Sovereignty and economy: autarchy [part 2 of 2]

We started this series of posts related to State sovereignty with a sketch [link to article], some conceptual issues [link to article], and now we focus on an element that could go against the institution itself, maybe not at theoretical level but in realpolitik.  Las week we dealt with autarchy, and what it means for a State to be in serious international debt in terms of its sovereignty [link to article].
The key factor that makes these cases diverse is not the fact that the subjects that are part of the agreement are Sates but that the lender and the borrower are usually in very different circumstances. If the agreed conditions are met on time, the lender should expect to receive the “money” centre of the transaction and the respective interest. The situation varies when the borrower is not able to repay the debt.
In national private law there are legal ways so as to constrict the individual, group or company to repay the debt. Even a sanction through criminal law is plausible in extreme circumstances. The law establishes beforehand the consequences of an omission. In International Law the legal scenario is completely different. Although there are some supra-States structures in place in most of the cases their decisions are not compulsory. War and reprisals have been seen for many years in the reality and by legal theorists as a feasible solution when a treaty or agreement is broken. But the current international theatre would not consider reasonable and humanitarian to start a war or execute reprisals against a State and its population. It would not be either considered of etiquette or good practice within the international societythat a powerful and wealthy State invaded or attacked a poor and weak pair.
In consequence, it is more than common that due to internal circumstances the third world or non-central State is not be able to repay in full the loan so the first world or central State is granted some concessions such as priority in agreements, areas of exclusive use, exclusivity in exploitation of certain resources, etc. The phenomenon is quite well known in America, especially between the United States of America and the richest States in Central and South America in what has to do with natural resources.
We have said that in order for a State to be sovereign it has to be autonomous. By applying for loans, any given State is trying to reach a balance on its accounts due to internal and/or external deficit. This fact does not alter anything in regards to its sovereignty.
The issue arises when the loan cannot be repaid or in order to do so the lender intends to be repaid in a different way that may potentially mean granting that State with prerogatives over certain part of the territory, population, resources, etc. of its peer.
In this specific situation the “weak” State is “loosing” part of its sovereignty by letting an external authority decide and rule over internal matters. We shall not discuss here why the authorities of the “weak” State follow this course of action (simply because the State cannot repay, corruption, business interest, etc.). The intention here is to highlight that there are international rules that allow States to borrow money in different ways when necessary but the facts can sometimes attempt against the integrity of the concept of sovereignty depending on the form the debt is cancelled.

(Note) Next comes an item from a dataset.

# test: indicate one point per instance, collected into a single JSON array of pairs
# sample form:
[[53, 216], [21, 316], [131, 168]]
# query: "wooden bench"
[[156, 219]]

Is it necessary for a State to be sovereign to have autarchy?
It is indispensable in our opinion. As leading cases, Central and South America have regular instances in which the United States of America act directly within their borders since they are the main lenders in the region. Natural resources exploitation and use of territory for training their army are the most commons “ways of repayment”.
Without intending to make a value judgement with regards the correctness or not of these actions, we want to remind that the focal point here is that one State is letting another State interfere in its sphere of sovereignty simply because it is not autarchic. We leave the political and philosophical debate aside as they are not the reason for this analysis.
For a State to be sovereign is indispensable that the creation and interpretation of law happen in an independent atmosphere free of third party interests.
Last words on the topic.
As agreed, the first part of the definition of sovereignty reads that it is a right to be exercised with autonomy and autarchy.
As a right or prerogative it is part of a subject of law and its personality. In the case of study, it is a prerogative within a State and it is executed by the representatives of such a State.
These representatives must have the independent power of law creation and application (of course, limited by the legal system). They are (and must be) the ultimate authority of this legal system. There should not be any other authority with such a prerogative above them (legally speaking).
Consequently, their actions must not be interfered by internal or external interests, actions and/or omissions.
A State can apply for loans when necessary. Its authorities are able to follow the internal and international procedures to do so. If the loan was repaid, there would not be any concern or issue. On the contrary, if there were problems to repay the loan, the international legal system should be ready to put a procedure in place to guarantee both, the repayment of the loan and the statu quo of the State’s sovereignty.

We shall not discuss in this investigation a method, procedure or institution to achieve this goal as it is not the aim of the project. However, we want to underline the importance a factor as the economy can have (and actually has) in the normative and real independence of a State. Ergo, the implications it has on its sovereignty.